反対に、利用者が申告していなかった荷物については、当初の見積もり条件に含まれていない可能性があります。両者を分けて考えることで、事業者側と利用者側のどこに認識のずれがあったのかが見えやすくなります。
対応に納得できない場合はどうする?
まず引越し会社の営業所やカスタマーサポートへ連絡し、当日の担当者だけではなく会社としての説明を求める方法があります。その際は感情的なやり取りだけにせず、見積書と実際の荷物を照らし合わせながら、「事前申告済みの荷物」「追加した荷物」「積み残された荷物」を分けて伝えると状況を説明しやすくなります。
たとえば「段ボールが足りなかった」という話だけではなく、「見積書に記載されている物干し竿が運ばれなかった」「当日追加した水2箱については申告していなかった」のように整理します。写真やメールなどの記録があれば、それも保存しておきましょう。

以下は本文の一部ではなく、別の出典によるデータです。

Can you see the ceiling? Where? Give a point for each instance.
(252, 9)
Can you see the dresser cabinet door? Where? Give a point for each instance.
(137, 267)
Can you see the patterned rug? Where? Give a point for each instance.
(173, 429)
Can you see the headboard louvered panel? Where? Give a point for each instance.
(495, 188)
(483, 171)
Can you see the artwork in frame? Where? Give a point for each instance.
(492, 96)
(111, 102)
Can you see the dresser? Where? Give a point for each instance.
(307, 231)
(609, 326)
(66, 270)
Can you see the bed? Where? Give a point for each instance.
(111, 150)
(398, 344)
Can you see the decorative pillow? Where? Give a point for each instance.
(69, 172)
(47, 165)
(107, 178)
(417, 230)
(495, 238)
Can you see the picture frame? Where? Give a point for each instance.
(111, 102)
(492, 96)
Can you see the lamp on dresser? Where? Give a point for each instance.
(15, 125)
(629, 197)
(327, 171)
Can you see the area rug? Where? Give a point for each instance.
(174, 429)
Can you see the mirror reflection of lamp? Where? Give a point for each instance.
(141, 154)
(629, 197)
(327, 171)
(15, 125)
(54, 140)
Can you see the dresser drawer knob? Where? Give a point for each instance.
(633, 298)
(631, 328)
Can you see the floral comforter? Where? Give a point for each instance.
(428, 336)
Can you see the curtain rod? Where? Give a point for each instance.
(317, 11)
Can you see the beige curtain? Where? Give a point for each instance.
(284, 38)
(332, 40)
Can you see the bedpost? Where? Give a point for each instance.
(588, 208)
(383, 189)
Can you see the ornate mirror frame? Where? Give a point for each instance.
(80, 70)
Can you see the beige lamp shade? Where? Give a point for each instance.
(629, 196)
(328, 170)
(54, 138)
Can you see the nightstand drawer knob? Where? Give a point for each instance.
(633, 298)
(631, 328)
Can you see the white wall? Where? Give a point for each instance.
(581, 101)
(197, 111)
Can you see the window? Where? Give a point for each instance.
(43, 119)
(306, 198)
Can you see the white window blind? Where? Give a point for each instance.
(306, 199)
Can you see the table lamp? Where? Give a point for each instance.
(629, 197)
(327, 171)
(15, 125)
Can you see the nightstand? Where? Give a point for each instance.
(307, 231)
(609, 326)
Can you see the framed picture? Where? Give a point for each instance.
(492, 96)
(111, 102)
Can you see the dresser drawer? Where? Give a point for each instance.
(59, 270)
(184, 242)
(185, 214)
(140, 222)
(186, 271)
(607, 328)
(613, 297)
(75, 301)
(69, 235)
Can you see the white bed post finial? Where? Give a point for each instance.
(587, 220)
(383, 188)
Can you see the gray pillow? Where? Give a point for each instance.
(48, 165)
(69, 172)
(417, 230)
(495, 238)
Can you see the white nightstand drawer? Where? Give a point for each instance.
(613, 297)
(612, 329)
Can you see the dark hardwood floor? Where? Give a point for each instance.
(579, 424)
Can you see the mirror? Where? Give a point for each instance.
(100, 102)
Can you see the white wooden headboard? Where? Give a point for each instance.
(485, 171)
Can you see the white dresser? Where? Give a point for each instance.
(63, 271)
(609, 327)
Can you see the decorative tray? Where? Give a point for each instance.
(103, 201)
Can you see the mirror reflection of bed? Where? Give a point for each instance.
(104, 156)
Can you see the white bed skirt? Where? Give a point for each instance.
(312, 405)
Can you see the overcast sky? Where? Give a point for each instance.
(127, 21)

事業者との話し合いで解決できず、契約内容や料金、対応について疑問が残る場合には、消費者ホットライン188を利用して最寄りの消費生活センターなどへ相談できます。国民生活センターも引越トラブルが生じた場合の相談先として案内しています。[参照]
引越し当日の積み残しを防ぐ方法
最も効果的なのは、見積もり時点で荷物を少なめに申告しないことです。段ボール数についても「おそらく10箱」ではなく、余裕を持った数量を伝えたほうが安全です。

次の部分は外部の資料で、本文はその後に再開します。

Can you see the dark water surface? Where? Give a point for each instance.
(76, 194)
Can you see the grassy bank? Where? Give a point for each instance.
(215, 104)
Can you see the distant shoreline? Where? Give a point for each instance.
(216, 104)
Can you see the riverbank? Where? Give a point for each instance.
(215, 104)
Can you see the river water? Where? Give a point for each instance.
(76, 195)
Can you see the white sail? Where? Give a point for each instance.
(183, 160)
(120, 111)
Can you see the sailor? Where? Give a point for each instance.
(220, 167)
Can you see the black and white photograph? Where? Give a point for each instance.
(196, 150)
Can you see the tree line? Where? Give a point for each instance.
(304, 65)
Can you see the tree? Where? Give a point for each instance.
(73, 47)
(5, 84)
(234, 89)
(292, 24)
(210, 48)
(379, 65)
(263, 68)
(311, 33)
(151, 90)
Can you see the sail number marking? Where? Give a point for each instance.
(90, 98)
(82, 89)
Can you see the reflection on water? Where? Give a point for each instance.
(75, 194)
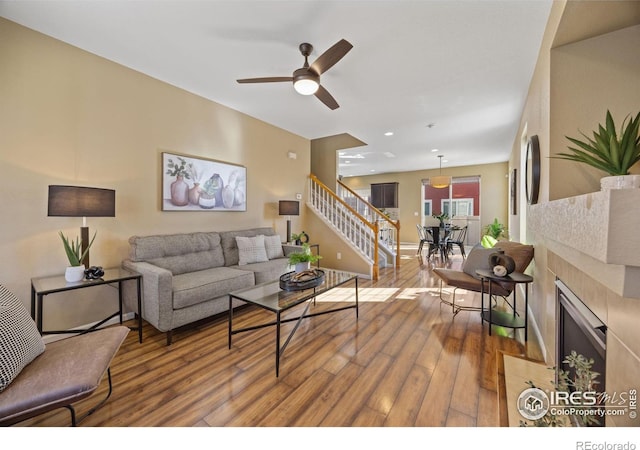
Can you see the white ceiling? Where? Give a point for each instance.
(463, 66)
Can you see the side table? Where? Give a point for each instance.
(43, 286)
(502, 318)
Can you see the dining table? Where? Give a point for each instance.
(439, 235)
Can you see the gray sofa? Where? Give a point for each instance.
(187, 277)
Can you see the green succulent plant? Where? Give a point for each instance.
(73, 249)
(611, 152)
(304, 256)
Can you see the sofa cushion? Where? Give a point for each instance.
(197, 287)
(251, 249)
(522, 254)
(273, 245)
(267, 271)
(20, 341)
(179, 253)
(230, 246)
(478, 258)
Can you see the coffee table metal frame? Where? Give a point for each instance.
(495, 317)
(270, 297)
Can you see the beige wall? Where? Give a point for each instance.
(572, 87)
(588, 78)
(70, 117)
(494, 193)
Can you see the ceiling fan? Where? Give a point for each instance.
(306, 80)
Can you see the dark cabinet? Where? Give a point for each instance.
(384, 195)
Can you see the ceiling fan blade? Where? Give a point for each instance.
(265, 80)
(326, 98)
(331, 56)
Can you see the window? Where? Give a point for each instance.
(459, 207)
(460, 199)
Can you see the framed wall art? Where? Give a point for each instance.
(192, 183)
(514, 191)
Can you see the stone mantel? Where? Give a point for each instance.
(599, 233)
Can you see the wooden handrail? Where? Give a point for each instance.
(342, 202)
(373, 226)
(395, 224)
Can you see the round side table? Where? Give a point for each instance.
(502, 318)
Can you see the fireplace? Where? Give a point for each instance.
(580, 330)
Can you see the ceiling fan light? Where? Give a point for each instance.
(306, 86)
(440, 181)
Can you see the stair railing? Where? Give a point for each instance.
(389, 229)
(352, 225)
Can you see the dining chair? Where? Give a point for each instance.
(424, 237)
(457, 237)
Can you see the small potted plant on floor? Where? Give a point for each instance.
(302, 260)
(75, 255)
(609, 151)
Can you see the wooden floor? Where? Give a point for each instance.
(406, 361)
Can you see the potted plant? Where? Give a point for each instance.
(492, 232)
(609, 151)
(302, 260)
(75, 255)
(441, 217)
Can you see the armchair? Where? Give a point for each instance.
(478, 258)
(35, 378)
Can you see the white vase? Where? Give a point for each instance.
(620, 182)
(74, 274)
(301, 267)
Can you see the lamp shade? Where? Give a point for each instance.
(79, 201)
(289, 208)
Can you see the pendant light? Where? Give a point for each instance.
(440, 181)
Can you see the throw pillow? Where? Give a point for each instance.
(273, 246)
(20, 341)
(251, 250)
(478, 258)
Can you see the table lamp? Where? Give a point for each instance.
(79, 201)
(289, 208)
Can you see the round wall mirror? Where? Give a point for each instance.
(532, 170)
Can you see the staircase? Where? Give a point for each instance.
(358, 223)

また、オンラインや電話だけで見積もる場合は、部屋を一周して収納内部まで確認しましょう。ベランダの物干し用品、浴室用品、押し入れの備蓄水、玄関の傘や掃除用品などは忘れやすい荷物です。スマートフォンで部屋の動画を撮りながら荷物を確認する方法も有効です。

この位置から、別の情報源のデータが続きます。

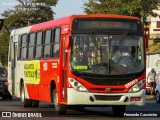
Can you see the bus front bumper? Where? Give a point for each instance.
(87, 98)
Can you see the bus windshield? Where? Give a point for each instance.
(107, 54)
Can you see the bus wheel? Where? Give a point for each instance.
(4, 97)
(118, 110)
(157, 97)
(59, 108)
(35, 103)
(25, 102)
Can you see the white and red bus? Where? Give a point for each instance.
(80, 60)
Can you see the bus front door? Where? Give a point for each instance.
(12, 67)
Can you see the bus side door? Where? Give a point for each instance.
(12, 66)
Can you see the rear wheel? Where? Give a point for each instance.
(25, 102)
(157, 97)
(4, 97)
(35, 103)
(59, 108)
(118, 110)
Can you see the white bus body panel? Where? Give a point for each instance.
(15, 68)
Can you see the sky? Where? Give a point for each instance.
(62, 9)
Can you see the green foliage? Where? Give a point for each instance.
(139, 8)
(27, 12)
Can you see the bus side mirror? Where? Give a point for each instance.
(1, 23)
(146, 35)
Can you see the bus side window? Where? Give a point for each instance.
(10, 52)
(47, 44)
(38, 52)
(24, 47)
(19, 48)
(31, 46)
(56, 41)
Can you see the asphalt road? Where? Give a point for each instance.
(15, 109)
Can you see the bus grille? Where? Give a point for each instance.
(108, 97)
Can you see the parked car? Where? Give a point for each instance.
(4, 93)
(157, 92)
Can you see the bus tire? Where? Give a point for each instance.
(157, 96)
(118, 110)
(35, 103)
(59, 108)
(25, 102)
(4, 97)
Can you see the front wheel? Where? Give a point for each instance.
(157, 97)
(59, 108)
(25, 102)
(118, 110)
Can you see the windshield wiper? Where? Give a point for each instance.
(120, 41)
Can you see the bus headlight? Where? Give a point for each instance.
(138, 86)
(77, 85)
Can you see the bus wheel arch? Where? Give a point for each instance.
(59, 108)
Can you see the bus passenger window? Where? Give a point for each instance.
(56, 43)
(38, 52)
(31, 46)
(24, 47)
(47, 46)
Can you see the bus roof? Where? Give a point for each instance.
(67, 20)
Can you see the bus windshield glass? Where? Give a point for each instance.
(107, 54)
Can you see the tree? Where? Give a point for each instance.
(26, 12)
(138, 8)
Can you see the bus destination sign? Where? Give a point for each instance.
(82, 24)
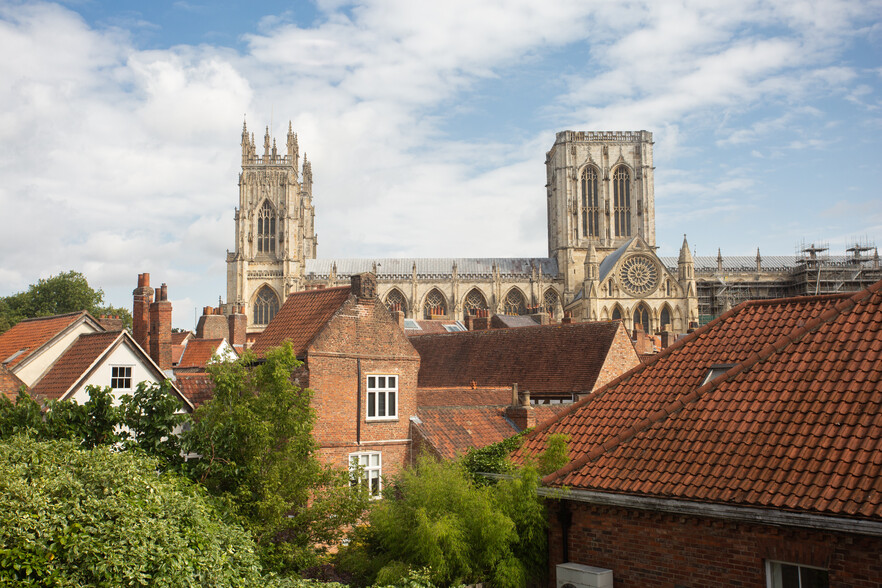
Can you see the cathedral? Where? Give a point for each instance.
(601, 263)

引越し前日には「この部屋に残っている物は全部トラックに載せる予定か」という視点で最終確認すると、申告漏れを発見しやすくなります。追加荷物が見つかったら、当日を待たずに業者へ連絡しておくと、車両や料金について事前に調整できる可能性があります。
まとめ:追加荷物と契約済みの荷物を分けて考えよう
引越し当日に荷物が増えた場合、追加料金を支払えば対応してもらえるケースはありますが、追加料金を申し出れば必ずすべて運んでもらえるわけではありません。トラックの積載量、作業時間、契約条件などによっては積み残しになる可能性があります。
一方、見積もり時にきちんと申告して契約対象となっていた荷物が積み残されたのであれば、単なる「利用者の申告漏れ」と同じ問題ではありません。見積書、荷物リスト、メールなどを確認し、契約した荷物がどこまでだったのかを明確にすることが重要です。
引越し会社によって対応には違いがあります。「前の会社では全部運んでくれた」という経験だけで判断せず、今回の契約内容を基準に確認しましょう。納得できないトラブルになった場合には、事業者の窓口への問い合わせに加え、消費者ホットライン188など第三者の相談窓口を利用する方法もあります。